I fail to see how buying a chick is any different than purchasing a parakeet or finch or guinea pig or rabbit or any other animal. They all grow up to have some sort of habbit or behavior that is annoying or disgusting or ..., and hte purchaser deals with it one way or another. The very vast majority deal with it responsibly: training, finding a better, more appropriate home, adjusting their care methods to deal with the issue, etc.

I don't believe for one minute that the store personnel do not care. If they didn't care, they would be in a different line of business. I will agree that many, possibly even most feed stores are not particularly knowledgeable about chickens and their care. But ignorance does not mean that they don't care about them. If someone want to purchase a green or purple or pink or blue chicken, they have every right to do so.
 
My dad was telling me a story about dyed chicks this week. Back in the 1950s, my grandfather was going to buy my dad and his siblings each a dyed chick at the drugstore. But they cost $1 a piece.

So he decided to go buy $3 worth of chicks at the feed store instead. He was able to buy an entire brooder shelf of chicks. Dad guesses that there were 20-30 chicks in the box that grandpa brought home. They were not dyed, but the kids got quantity!

My grandpa kept the feed in the back of his old truck and the chickens pretty much roamed the neighborhood. Anytime grandpa drove his truck down the street chickens would come out of yards all over the neighborhood and chase him down the street.

All because grandpa would not jar loose of $1 a bird for the dyed chicks.
 
i think it was on an episode of Animal Cops in NY that it is considered illegal to sell the colored chicks because it is considered cruel to do that to them. i can't remember if it was because they would sell them one at a time to people who had no clue as to how to raise them when they grew up, or if it was just the method of coloring them. (also, in NY where would you be legal to house them in a city that crowded?!)

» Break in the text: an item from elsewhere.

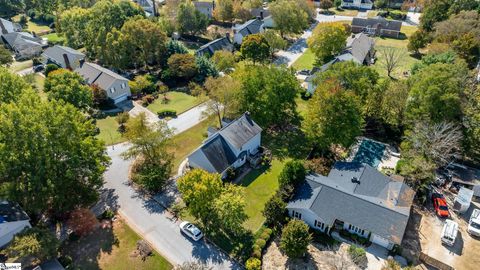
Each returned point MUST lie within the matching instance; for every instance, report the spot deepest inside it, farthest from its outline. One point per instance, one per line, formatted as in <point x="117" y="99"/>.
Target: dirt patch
<point x="318" y="257"/>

it might just be that the people were not legal to be selling them the way they were doing it-probably not licensed/permitted. but that is NY and not my area.
 
not to get off topic, but there was a special on the Today show on a guy raising chickens in NYC. He said he could have as many hens as he wanted but no roosters.
 
I hate the idea of the dyed chicks. IMO it's marketing toward people who have no goal to raise chickens, no knowledge of chickens, etc. It's like pushing dalmation puppies when 101 Dalmations came out; I hated that too. However, it's probably legal. And as long as people will buy them, they will be sold.